Saturday, January 29, 2011
Omarova on Financial Self-Regulation
Wall Street as Community of Fate: Toward Financial Industry Self-Regulation, by Saule T. Omarova, University of North Carolina at Chapel Hill School of Law, was recently posted on SSRN. Here is the abstract:
In the wake of the worst financial crisis since the Great Depression, policy-makers around the world are searching for ways to manage systemic risk in the global financial market. This article argues that one key, and currently entirely overlooked, potential mechanism for controlling and minimizing systemic financial risk is industry-wide self-regulation.

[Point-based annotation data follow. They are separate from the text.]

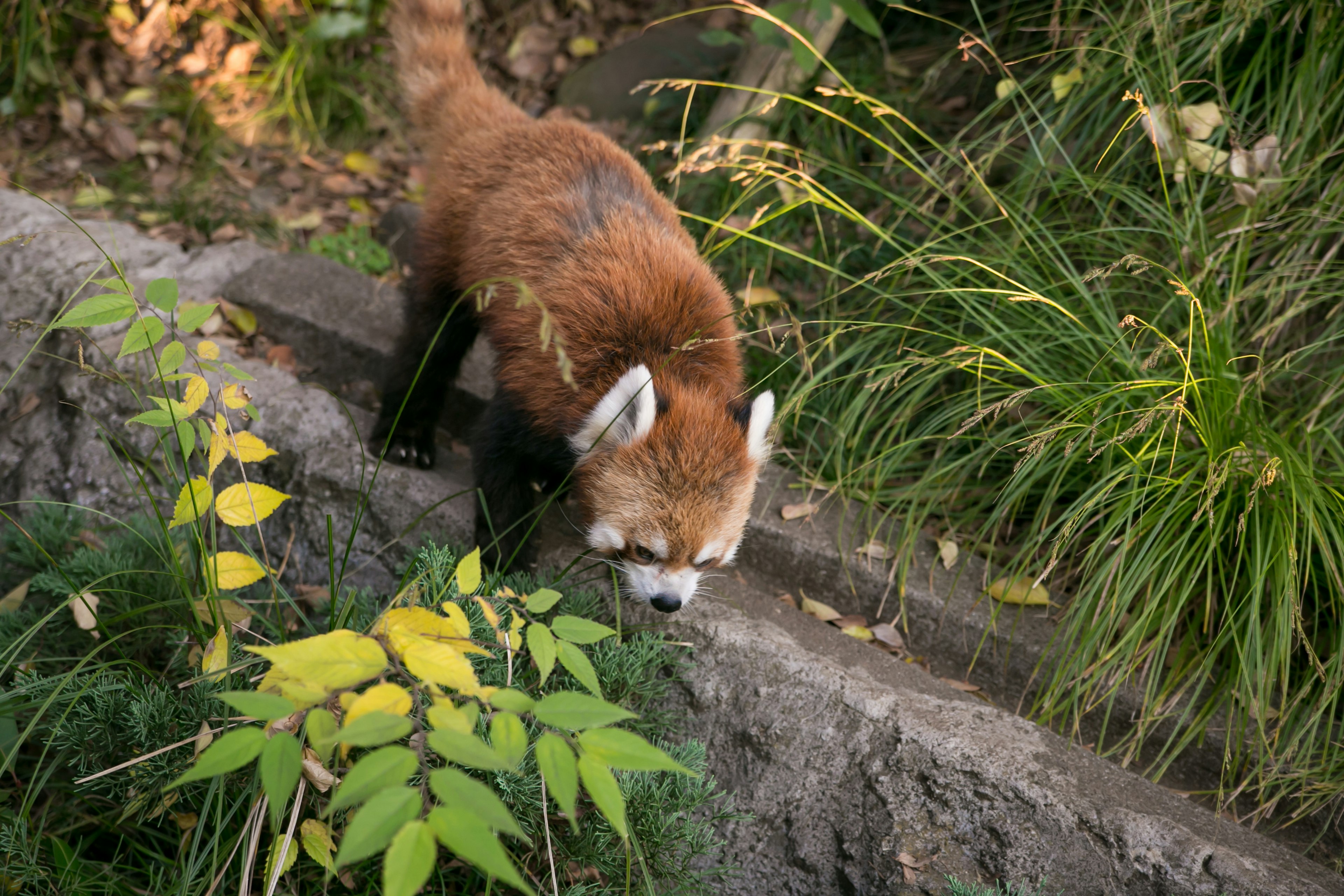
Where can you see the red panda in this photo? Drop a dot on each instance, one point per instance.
(656, 434)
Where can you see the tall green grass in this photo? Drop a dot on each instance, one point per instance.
(1033, 335)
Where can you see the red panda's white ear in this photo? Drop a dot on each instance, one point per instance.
(624, 415)
(760, 442)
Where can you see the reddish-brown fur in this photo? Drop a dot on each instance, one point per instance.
(570, 214)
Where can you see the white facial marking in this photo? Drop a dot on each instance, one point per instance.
(760, 445)
(604, 538)
(624, 415)
(659, 546)
(655, 580)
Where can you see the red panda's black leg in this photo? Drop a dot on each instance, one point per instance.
(509, 457)
(427, 309)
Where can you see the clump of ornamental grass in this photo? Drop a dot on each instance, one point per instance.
(174, 719)
(1093, 332)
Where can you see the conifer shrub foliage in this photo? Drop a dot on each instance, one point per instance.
(174, 721)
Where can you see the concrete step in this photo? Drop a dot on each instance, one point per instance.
(846, 757)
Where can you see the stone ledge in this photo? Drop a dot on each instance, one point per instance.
(845, 757)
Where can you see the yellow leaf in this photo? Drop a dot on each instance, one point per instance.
(193, 502)
(218, 444)
(459, 618)
(232, 612)
(335, 660)
(1021, 590)
(217, 655)
(1062, 85)
(1201, 120)
(419, 622)
(248, 448)
(248, 503)
(385, 698)
(198, 390)
(236, 396)
(362, 163)
(233, 570)
(582, 46)
(816, 609)
(470, 574)
(439, 663)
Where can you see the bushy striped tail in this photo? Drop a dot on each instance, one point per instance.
(441, 84)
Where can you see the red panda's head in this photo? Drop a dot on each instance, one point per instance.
(666, 476)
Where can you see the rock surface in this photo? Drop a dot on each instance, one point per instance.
(847, 758)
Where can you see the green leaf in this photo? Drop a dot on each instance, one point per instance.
(171, 358)
(574, 711)
(142, 335)
(465, 750)
(468, 836)
(237, 374)
(604, 790)
(628, 751)
(376, 825)
(555, 761)
(373, 774)
(470, 573)
(542, 600)
(512, 700)
(257, 705)
(187, 439)
(162, 293)
(580, 630)
(457, 789)
(195, 316)
(280, 765)
(859, 15)
(233, 751)
(509, 738)
(322, 733)
(376, 730)
(411, 860)
(108, 308)
(579, 665)
(152, 418)
(542, 645)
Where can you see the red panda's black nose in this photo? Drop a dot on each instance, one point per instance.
(666, 602)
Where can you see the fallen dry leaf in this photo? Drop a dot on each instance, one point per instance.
(889, 636)
(283, 357)
(818, 609)
(874, 551)
(1021, 590)
(948, 551)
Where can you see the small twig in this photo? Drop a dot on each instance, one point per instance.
(546, 824)
(289, 836)
(243, 836)
(148, 755)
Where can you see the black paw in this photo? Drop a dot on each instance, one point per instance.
(411, 449)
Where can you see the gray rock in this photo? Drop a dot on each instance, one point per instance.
(668, 50)
(846, 757)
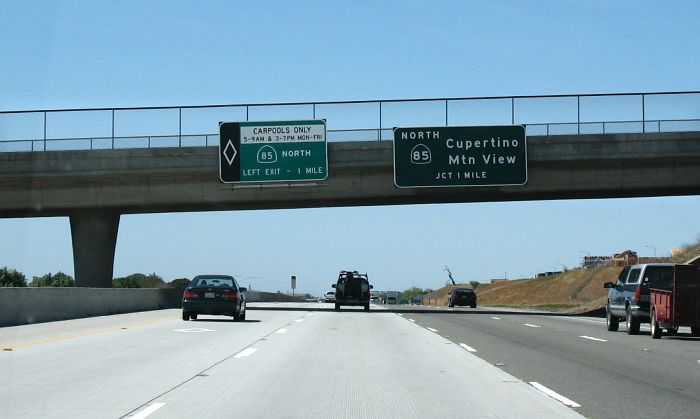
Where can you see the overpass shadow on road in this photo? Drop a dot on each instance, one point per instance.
(448, 312)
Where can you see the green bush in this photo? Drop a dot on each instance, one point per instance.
(139, 280)
(58, 280)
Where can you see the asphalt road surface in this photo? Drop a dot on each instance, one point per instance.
(283, 363)
(610, 374)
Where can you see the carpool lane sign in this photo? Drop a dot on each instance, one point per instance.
(460, 156)
(276, 151)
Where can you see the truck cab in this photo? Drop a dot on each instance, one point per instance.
(628, 297)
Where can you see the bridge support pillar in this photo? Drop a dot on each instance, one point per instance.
(94, 234)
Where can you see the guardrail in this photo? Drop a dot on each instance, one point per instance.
(182, 126)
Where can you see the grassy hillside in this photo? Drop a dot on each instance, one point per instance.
(575, 290)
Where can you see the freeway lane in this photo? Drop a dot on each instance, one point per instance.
(607, 373)
(276, 364)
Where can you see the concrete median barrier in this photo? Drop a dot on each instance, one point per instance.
(35, 305)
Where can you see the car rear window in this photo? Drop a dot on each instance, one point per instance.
(212, 282)
(634, 276)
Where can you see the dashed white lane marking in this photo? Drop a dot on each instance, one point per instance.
(554, 395)
(592, 338)
(148, 411)
(245, 352)
(467, 347)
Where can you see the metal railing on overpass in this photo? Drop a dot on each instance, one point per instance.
(184, 126)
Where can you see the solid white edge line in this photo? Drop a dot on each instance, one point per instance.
(554, 395)
(148, 411)
(245, 352)
(592, 338)
(467, 347)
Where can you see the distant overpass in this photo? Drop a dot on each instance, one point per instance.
(94, 187)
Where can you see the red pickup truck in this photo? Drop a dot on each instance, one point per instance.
(676, 303)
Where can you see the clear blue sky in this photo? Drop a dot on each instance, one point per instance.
(134, 53)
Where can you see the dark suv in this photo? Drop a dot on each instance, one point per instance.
(213, 294)
(628, 297)
(462, 297)
(352, 289)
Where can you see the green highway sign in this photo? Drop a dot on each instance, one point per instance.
(277, 151)
(460, 156)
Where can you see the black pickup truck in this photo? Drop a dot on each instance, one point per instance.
(628, 297)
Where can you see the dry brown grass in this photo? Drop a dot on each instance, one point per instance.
(575, 290)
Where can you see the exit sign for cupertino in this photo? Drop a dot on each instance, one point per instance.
(460, 156)
(273, 151)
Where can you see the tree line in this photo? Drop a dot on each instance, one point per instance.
(13, 278)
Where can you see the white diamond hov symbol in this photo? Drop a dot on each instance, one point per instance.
(230, 149)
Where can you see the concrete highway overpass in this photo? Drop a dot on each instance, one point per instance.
(94, 187)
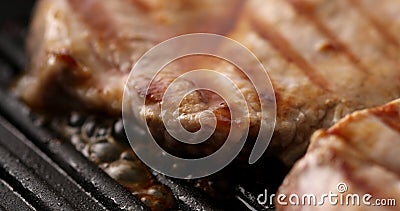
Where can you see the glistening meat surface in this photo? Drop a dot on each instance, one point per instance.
(360, 151)
(325, 59)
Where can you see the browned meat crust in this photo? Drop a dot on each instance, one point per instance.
(325, 59)
(361, 151)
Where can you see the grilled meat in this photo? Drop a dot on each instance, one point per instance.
(360, 151)
(325, 59)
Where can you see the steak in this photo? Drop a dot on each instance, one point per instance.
(325, 60)
(360, 151)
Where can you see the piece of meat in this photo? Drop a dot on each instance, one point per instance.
(81, 52)
(360, 151)
(325, 59)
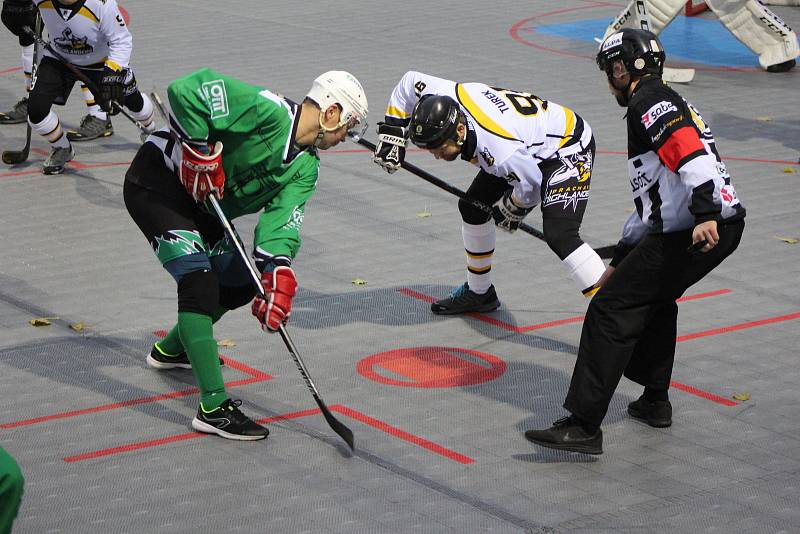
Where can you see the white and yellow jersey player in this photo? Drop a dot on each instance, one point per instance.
(530, 152)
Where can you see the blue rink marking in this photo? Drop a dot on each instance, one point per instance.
(686, 38)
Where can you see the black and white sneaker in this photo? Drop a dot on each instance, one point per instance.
(58, 159)
(464, 300)
(228, 422)
(157, 359)
(91, 128)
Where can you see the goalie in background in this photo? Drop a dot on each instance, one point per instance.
(687, 220)
(758, 28)
(528, 152)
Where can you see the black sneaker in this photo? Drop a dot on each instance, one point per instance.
(229, 422)
(160, 360)
(567, 434)
(657, 414)
(464, 300)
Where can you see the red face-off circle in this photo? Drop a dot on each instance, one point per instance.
(431, 367)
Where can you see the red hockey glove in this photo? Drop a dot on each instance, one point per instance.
(201, 174)
(280, 286)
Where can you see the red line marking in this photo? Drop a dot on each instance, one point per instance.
(102, 408)
(402, 434)
(73, 164)
(171, 439)
(518, 27)
(740, 326)
(349, 412)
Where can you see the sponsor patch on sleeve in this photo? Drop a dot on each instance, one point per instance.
(654, 113)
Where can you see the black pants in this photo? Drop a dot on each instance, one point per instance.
(564, 194)
(631, 323)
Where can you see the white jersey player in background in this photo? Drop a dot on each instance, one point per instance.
(758, 28)
(529, 151)
(91, 35)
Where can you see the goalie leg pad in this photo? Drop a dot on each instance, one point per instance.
(758, 28)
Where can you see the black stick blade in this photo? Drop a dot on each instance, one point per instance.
(337, 426)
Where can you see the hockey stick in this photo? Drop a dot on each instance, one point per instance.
(337, 426)
(669, 74)
(12, 157)
(603, 252)
(81, 77)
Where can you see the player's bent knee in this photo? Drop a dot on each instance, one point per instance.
(470, 214)
(198, 292)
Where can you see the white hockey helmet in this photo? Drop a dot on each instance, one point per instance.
(340, 87)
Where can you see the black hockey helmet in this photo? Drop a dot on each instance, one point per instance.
(639, 50)
(434, 120)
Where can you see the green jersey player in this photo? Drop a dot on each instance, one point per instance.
(258, 152)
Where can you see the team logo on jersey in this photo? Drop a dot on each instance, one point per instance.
(71, 44)
(487, 157)
(576, 166)
(216, 98)
(654, 113)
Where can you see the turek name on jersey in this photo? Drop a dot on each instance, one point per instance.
(652, 114)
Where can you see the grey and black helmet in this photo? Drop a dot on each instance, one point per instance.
(434, 120)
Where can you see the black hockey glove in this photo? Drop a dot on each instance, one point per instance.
(16, 15)
(508, 215)
(391, 149)
(112, 87)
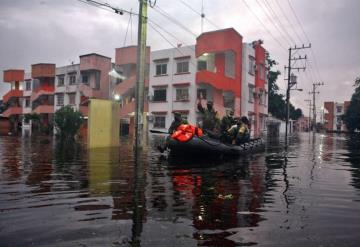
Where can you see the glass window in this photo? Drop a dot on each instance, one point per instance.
(28, 85)
(60, 100)
(251, 65)
(201, 93)
(85, 79)
(182, 67)
(159, 122)
(160, 94)
(161, 69)
(72, 97)
(262, 72)
(72, 79)
(182, 94)
(251, 93)
(202, 65)
(27, 102)
(61, 80)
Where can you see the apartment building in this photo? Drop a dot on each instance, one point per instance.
(333, 116)
(123, 86)
(218, 68)
(13, 99)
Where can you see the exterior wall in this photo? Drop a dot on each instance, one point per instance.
(67, 88)
(171, 81)
(333, 115)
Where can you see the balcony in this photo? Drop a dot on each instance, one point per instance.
(44, 109)
(42, 70)
(42, 90)
(13, 75)
(15, 110)
(88, 92)
(12, 94)
(218, 81)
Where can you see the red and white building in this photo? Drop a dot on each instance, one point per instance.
(219, 68)
(333, 116)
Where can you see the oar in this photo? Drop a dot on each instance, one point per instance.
(158, 132)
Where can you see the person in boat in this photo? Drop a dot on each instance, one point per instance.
(210, 121)
(239, 132)
(226, 122)
(176, 122)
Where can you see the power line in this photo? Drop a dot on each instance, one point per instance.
(274, 23)
(202, 15)
(280, 22)
(312, 52)
(277, 41)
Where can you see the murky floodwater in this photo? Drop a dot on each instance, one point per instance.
(53, 195)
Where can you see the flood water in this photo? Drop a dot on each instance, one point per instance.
(66, 195)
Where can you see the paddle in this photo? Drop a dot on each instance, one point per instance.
(158, 132)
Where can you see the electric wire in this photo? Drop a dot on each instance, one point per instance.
(200, 14)
(307, 38)
(274, 23)
(264, 26)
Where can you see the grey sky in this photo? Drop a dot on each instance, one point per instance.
(58, 31)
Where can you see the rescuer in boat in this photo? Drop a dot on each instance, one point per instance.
(210, 122)
(239, 132)
(176, 122)
(226, 122)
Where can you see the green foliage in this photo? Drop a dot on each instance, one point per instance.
(277, 103)
(352, 115)
(67, 122)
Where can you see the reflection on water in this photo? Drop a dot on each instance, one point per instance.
(60, 194)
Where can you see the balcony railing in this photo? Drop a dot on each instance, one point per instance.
(44, 109)
(218, 81)
(43, 90)
(12, 94)
(15, 110)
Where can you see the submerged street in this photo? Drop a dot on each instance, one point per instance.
(53, 195)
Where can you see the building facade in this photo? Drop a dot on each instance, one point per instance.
(333, 116)
(218, 68)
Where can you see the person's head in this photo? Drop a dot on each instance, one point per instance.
(177, 116)
(245, 120)
(230, 113)
(209, 105)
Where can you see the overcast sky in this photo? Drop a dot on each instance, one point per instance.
(58, 31)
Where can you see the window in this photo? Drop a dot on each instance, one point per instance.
(261, 97)
(262, 72)
(61, 80)
(159, 122)
(202, 65)
(338, 109)
(72, 79)
(159, 94)
(182, 67)
(27, 102)
(201, 93)
(60, 100)
(85, 79)
(251, 93)
(28, 85)
(161, 69)
(72, 97)
(182, 94)
(251, 65)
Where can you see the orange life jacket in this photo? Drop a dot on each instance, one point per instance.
(186, 132)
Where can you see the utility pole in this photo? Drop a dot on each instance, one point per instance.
(314, 92)
(291, 83)
(309, 121)
(140, 73)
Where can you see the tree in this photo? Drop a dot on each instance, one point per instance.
(67, 122)
(352, 115)
(277, 103)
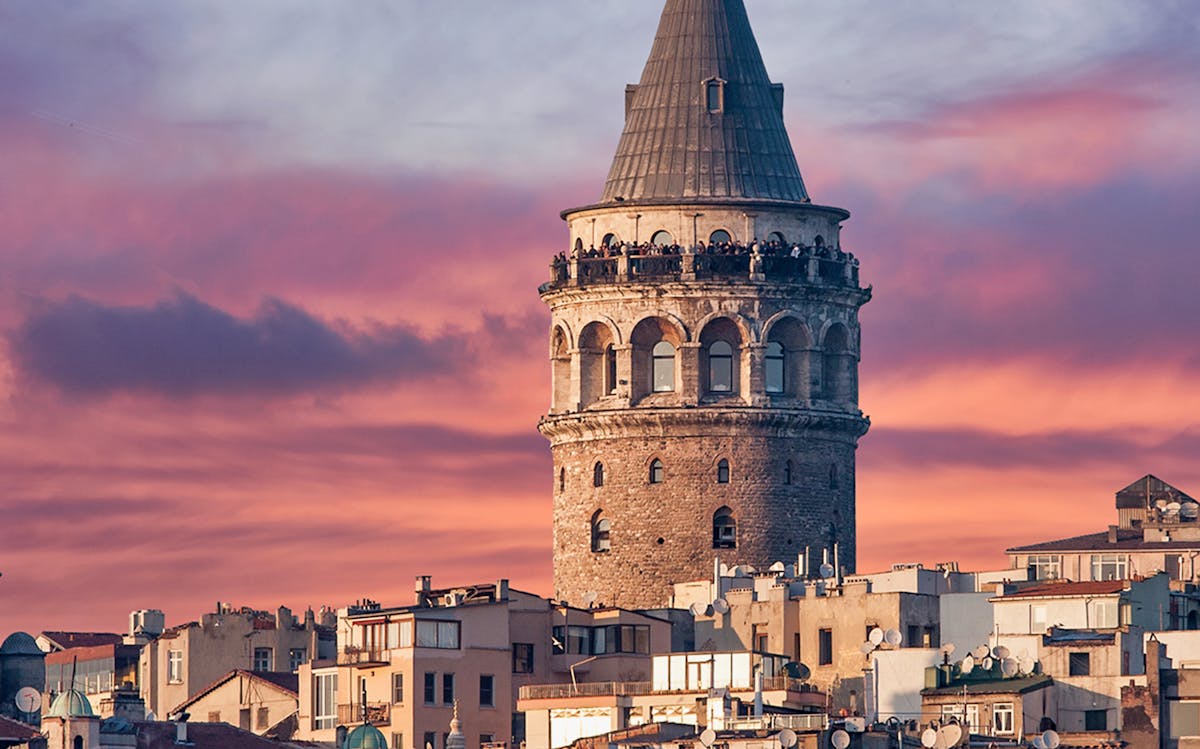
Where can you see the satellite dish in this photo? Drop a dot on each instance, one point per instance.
(28, 700)
(949, 735)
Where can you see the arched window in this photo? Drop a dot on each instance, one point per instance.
(657, 471)
(663, 377)
(610, 355)
(777, 367)
(720, 367)
(725, 529)
(601, 533)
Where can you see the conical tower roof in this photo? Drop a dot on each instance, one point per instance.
(705, 123)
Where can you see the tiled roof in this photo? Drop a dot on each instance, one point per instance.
(673, 147)
(1127, 540)
(13, 731)
(1057, 589)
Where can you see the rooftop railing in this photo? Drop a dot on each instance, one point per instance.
(814, 267)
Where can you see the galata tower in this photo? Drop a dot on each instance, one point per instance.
(705, 337)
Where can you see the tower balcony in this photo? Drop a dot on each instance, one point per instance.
(822, 267)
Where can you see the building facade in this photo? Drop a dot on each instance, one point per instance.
(705, 336)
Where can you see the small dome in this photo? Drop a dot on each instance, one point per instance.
(71, 703)
(365, 737)
(19, 643)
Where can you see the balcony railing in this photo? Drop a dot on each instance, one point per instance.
(355, 655)
(378, 713)
(628, 689)
(822, 267)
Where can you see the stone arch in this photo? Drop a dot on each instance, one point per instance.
(561, 367)
(723, 346)
(839, 366)
(787, 360)
(651, 369)
(597, 377)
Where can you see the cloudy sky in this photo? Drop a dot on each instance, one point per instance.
(269, 325)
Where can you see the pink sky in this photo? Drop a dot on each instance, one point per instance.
(269, 313)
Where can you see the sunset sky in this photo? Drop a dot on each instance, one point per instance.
(269, 324)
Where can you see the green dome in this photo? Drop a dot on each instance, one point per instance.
(365, 737)
(71, 703)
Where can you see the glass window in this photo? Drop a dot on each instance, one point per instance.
(720, 367)
(601, 533)
(1079, 664)
(486, 690)
(1045, 567)
(324, 701)
(1109, 567)
(657, 471)
(1002, 718)
(725, 529)
(522, 658)
(775, 367)
(175, 666)
(263, 659)
(663, 376)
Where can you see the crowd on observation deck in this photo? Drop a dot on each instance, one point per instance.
(765, 249)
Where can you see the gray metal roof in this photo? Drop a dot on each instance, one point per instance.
(673, 148)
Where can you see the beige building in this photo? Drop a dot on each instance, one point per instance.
(475, 646)
(257, 701)
(187, 658)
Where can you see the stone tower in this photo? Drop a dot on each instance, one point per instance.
(705, 336)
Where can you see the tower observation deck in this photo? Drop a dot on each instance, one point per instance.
(705, 336)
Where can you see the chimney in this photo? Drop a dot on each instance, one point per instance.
(424, 585)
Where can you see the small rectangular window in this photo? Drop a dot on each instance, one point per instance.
(486, 690)
(825, 647)
(431, 688)
(1080, 664)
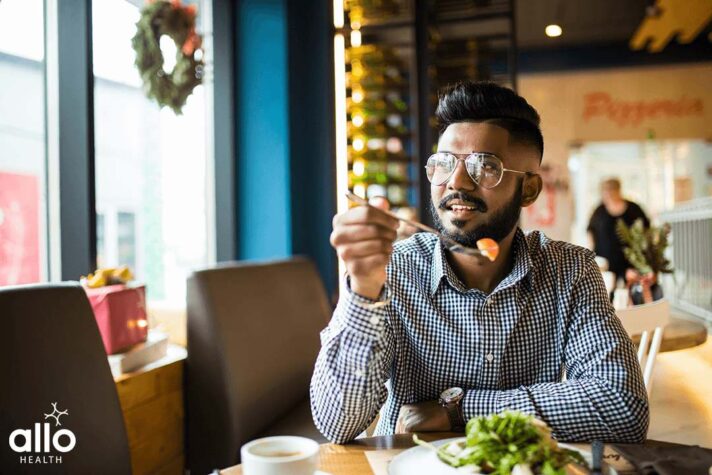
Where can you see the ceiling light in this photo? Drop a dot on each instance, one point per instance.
(552, 31)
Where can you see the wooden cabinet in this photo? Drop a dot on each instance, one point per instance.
(152, 402)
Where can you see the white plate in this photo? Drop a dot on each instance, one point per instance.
(421, 460)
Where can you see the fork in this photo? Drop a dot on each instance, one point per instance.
(449, 243)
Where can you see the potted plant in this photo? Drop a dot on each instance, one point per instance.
(645, 250)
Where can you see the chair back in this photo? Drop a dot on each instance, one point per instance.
(646, 320)
(253, 338)
(58, 397)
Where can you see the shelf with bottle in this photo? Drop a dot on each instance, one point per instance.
(368, 14)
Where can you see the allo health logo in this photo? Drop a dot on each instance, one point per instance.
(37, 444)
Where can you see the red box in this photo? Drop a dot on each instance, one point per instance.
(120, 312)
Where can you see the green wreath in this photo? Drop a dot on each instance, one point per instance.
(170, 18)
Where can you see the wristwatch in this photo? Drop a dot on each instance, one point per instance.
(451, 400)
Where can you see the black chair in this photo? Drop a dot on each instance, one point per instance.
(52, 360)
(253, 338)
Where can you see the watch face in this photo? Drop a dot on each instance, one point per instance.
(452, 395)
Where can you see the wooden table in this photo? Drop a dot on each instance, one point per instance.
(151, 400)
(350, 459)
(680, 334)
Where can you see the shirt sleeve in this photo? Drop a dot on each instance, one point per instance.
(348, 385)
(603, 397)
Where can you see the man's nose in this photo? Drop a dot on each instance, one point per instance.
(460, 179)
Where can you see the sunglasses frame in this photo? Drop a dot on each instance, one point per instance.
(462, 157)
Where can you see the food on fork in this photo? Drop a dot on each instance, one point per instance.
(489, 248)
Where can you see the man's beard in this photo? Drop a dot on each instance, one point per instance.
(497, 227)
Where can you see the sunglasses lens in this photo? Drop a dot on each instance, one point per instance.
(488, 171)
(439, 168)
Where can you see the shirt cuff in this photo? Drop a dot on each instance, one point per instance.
(483, 402)
(362, 314)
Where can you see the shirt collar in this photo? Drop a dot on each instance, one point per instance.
(522, 266)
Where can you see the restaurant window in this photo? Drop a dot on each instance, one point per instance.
(23, 196)
(151, 164)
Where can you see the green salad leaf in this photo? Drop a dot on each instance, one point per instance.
(510, 442)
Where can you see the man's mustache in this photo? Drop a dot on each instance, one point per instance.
(466, 200)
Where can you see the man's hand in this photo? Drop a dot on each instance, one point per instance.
(428, 416)
(363, 238)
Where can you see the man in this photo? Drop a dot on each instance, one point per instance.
(602, 226)
(441, 337)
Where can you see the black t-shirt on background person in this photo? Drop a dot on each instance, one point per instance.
(606, 242)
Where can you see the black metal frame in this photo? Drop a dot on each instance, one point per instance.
(224, 91)
(71, 54)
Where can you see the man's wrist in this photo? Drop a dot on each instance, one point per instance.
(367, 290)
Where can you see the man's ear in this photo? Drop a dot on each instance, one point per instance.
(530, 189)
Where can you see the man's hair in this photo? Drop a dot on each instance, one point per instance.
(490, 103)
(612, 183)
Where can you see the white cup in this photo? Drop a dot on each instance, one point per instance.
(280, 455)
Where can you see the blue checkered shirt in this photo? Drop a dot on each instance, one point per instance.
(545, 342)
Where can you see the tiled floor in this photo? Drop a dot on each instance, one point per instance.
(681, 401)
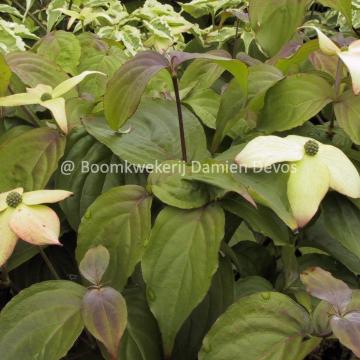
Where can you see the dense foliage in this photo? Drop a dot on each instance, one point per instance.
(184, 177)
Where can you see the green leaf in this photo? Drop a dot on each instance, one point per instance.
(62, 48)
(34, 158)
(126, 87)
(347, 330)
(318, 237)
(178, 280)
(153, 135)
(33, 69)
(84, 151)
(105, 317)
(269, 190)
(262, 326)
(29, 4)
(219, 297)
(344, 6)
(131, 79)
(106, 63)
(260, 219)
(5, 75)
(292, 64)
(205, 104)
(261, 78)
(94, 264)
(342, 221)
(322, 285)
(119, 220)
(347, 111)
(219, 176)
(251, 285)
(168, 184)
(230, 111)
(55, 308)
(201, 73)
(275, 22)
(141, 340)
(293, 101)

However, it advocates a fundamentally new self-regulatory regime in the financial sector, which would focus explicitly on the issue of systemic risk prevention and impose responsibility to protect the broader public from financial crises directly on the financial services industry. This article further argues that the financial services industry currently lacks meaningful incentives to develop this new type of more public-minded and socially responsible self-regulation. It examines the experience with self-regulation in other sectors – in particular, the nuclear power and chemical manufacturing industries – and analyzes how the key factors that made the emergence of such self-regulatory regimes possible in those industries might play out in the context of the financial sector. Finally, this article argues that it may be possible to alter the existing incentive structure through thoughtful regulatory design and proposes some steps that may be taken in that direction.